Several States Address Rules on the Proper Use of Resale Certificates
The rules regarding when it is appropriate to provide a resale certificate are not always clear, and businesses that issue resale certificates incorrectly can be subject to sales tax liabilities.
By Tina M. Chunn, SALT Senior Manager
Resale certificates are used by retailers to purchase goods for resale in its present form or as a component of other property. However, the issue of when an item purchased is actually “resold” can be confusing and may lead to a taxpayer providing a resale certificate where it is not warranted. When that happens, the seller is often relieved of any liability, and it is the party that provided the resale certificate that is stuck with the liability.
Three common areas of confusion are: 1) property purchased to be used in providing a service; 2) property provided as a promotional item (perhaps to sell a service); and 3) property provided to customers that is not clearly identified as a sale (consumables).

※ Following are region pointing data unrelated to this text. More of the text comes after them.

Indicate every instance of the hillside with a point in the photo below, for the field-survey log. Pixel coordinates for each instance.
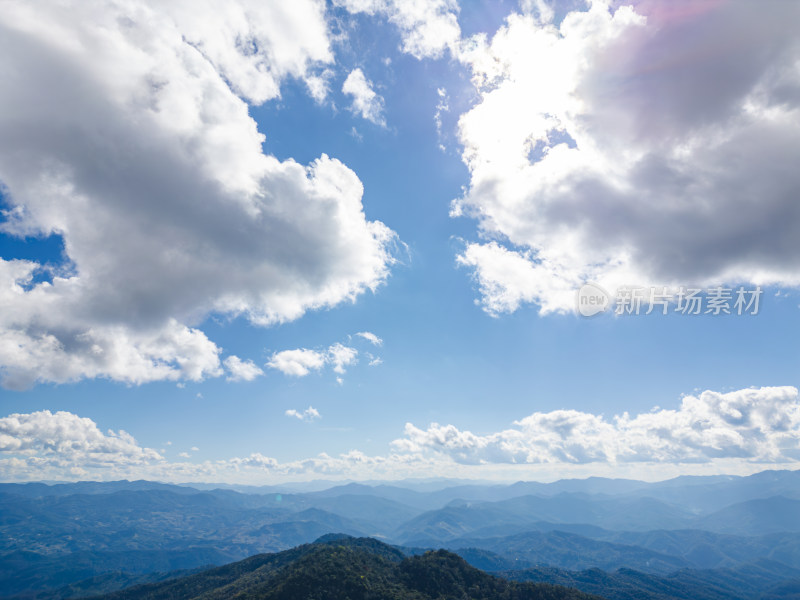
(340, 568)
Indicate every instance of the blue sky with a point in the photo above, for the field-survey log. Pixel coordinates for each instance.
(142, 250)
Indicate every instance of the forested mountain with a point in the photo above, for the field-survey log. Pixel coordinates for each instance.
(347, 569)
(65, 539)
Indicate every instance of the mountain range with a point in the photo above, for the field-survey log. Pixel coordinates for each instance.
(73, 539)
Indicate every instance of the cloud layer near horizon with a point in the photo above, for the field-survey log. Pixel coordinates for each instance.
(715, 431)
(647, 145)
(141, 155)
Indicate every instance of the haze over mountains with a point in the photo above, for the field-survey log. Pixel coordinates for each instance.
(75, 539)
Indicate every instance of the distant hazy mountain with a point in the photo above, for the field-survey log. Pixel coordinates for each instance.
(117, 533)
(570, 551)
(762, 581)
(347, 569)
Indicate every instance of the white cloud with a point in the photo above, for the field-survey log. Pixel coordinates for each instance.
(62, 439)
(651, 146)
(319, 85)
(341, 356)
(753, 425)
(298, 363)
(242, 370)
(124, 129)
(370, 337)
(735, 433)
(308, 414)
(302, 361)
(427, 27)
(366, 102)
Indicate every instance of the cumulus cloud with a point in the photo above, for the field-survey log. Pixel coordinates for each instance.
(298, 363)
(428, 27)
(756, 425)
(366, 102)
(651, 145)
(341, 356)
(63, 440)
(124, 129)
(370, 337)
(302, 361)
(308, 414)
(735, 432)
(241, 370)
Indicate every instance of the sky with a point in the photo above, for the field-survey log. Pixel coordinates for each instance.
(259, 242)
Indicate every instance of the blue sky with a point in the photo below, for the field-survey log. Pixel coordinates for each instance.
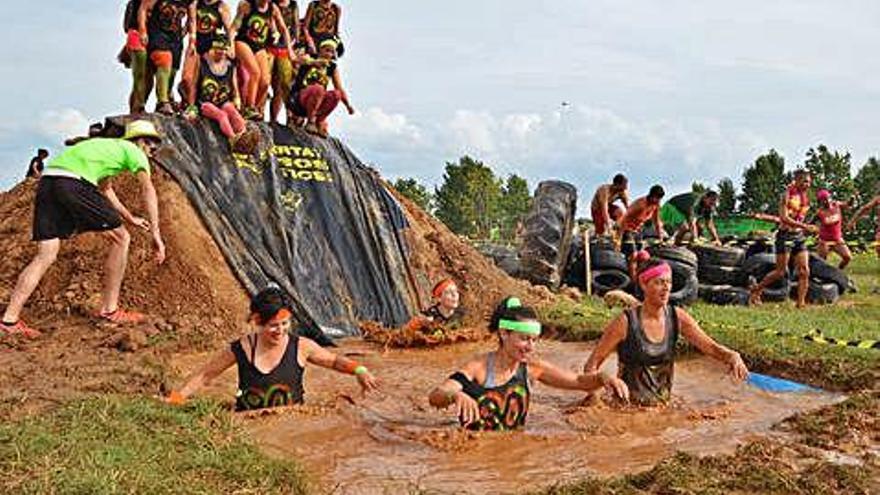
(666, 91)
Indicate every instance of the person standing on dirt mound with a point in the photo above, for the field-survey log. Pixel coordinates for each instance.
(791, 239)
(445, 312)
(271, 362)
(696, 208)
(874, 204)
(830, 216)
(603, 210)
(645, 338)
(75, 195)
(642, 210)
(491, 392)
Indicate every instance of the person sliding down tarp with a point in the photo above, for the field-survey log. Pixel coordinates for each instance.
(310, 217)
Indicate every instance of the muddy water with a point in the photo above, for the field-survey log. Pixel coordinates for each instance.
(393, 441)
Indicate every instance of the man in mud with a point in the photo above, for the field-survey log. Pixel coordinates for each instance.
(642, 210)
(603, 210)
(697, 209)
(75, 195)
(791, 239)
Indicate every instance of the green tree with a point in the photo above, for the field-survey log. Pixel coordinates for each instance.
(763, 182)
(726, 197)
(469, 199)
(415, 192)
(830, 170)
(515, 203)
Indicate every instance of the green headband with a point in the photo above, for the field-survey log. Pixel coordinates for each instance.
(526, 327)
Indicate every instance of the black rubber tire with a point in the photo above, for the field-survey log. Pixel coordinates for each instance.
(821, 270)
(685, 286)
(759, 265)
(818, 292)
(724, 295)
(548, 230)
(719, 255)
(608, 280)
(722, 275)
(674, 253)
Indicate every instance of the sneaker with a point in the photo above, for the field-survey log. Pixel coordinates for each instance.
(122, 316)
(19, 328)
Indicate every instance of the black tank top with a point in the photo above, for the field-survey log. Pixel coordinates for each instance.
(255, 27)
(215, 88)
(280, 387)
(209, 23)
(167, 17)
(503, 407)
(647, 367)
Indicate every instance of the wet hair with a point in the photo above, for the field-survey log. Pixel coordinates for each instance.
(268, 302)
(647, 265)
(656, 191)
(511, 309)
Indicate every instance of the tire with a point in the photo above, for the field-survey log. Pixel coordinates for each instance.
(674, 253)
(685, 286)
(548, 231)
(819, 292)
(722, 275)
(826, 273)
(719, 255)
(724, 295)
(607, 280)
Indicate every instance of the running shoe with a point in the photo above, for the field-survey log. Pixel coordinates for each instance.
(19, 328)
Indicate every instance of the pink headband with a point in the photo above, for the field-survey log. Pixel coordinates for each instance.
(654, 272)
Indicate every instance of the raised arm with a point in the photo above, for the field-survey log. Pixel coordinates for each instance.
(691, 331)
(219, 363)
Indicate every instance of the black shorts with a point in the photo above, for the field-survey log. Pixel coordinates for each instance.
(790, 242)
(631, 243)
(65, 206)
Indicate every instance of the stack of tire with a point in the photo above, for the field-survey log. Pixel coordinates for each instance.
(723, 276)
(547, 233)
(684, 264)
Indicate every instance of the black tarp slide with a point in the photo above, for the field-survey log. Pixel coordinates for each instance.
(303, 213)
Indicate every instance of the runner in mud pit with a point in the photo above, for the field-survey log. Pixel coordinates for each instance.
(603, 210)
(645, 337)
(491, 392)
(830, 214)
(791, 240)
(75, 195)
(271, 362)
(874, 204)
(642, 210)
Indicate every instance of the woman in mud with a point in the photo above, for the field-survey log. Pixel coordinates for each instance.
(491, 392)
(274, 348)
(645, 337)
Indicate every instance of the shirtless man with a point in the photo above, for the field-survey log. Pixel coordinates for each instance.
(602, 207)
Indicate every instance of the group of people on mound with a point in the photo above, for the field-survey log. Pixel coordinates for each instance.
(230, 62)
(628, 221)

The first area of confusion occurs when a retailer (or service provider) purchases property that is used to provide a service. Recently, Georgia addressed this subject in a letter rulingpertaining to the purchase or lease of copy equipment used in copy shops to provide self-service copying and printing. In Georgia, a lease is also considered a type of sale and thus, may be considered a purchase for resale if the property is re-leased to others. In this case, the copy shop’s customers are charged only for the copies produced. The state explained that the copy shop does not lease the copiers to their customer since they do not enter into lease agreements or otherwise transfer the possession or control of the equipment. Further, since the customer does not receive full possession or control for a set time, this use would not be considered a lease of the copiers. Therefore, the purchase of the copiers does not qualify as a purchase for resale, and tax should be paid by the copy shop on the purchase or lease of these machines.
Another area of confusion surrounds the purchase of goods with a resale certificate when those goods are given away as promotional items. State rules generally require consideration for an item in order for such item to be “sold.” Therefore, the purchase of goods to give them away generally does not qualify as a resale. What is tricky in these cases is when the item given away is provided along with something else that is sold. The Michigan Court of Appeals addressed this issue in a recent ruling. The company sold service contracts for a single mobile phone service provider as well as cell phones and related equipment. The company provided a resale certificate for the phones that it purchased. On audit, the company assessed use tax on phones that were given away at no charge to customer that purchased a mobile phone service contract. The Court concluded that the company owed use tax on the use of the phones as a use for promotional purposes.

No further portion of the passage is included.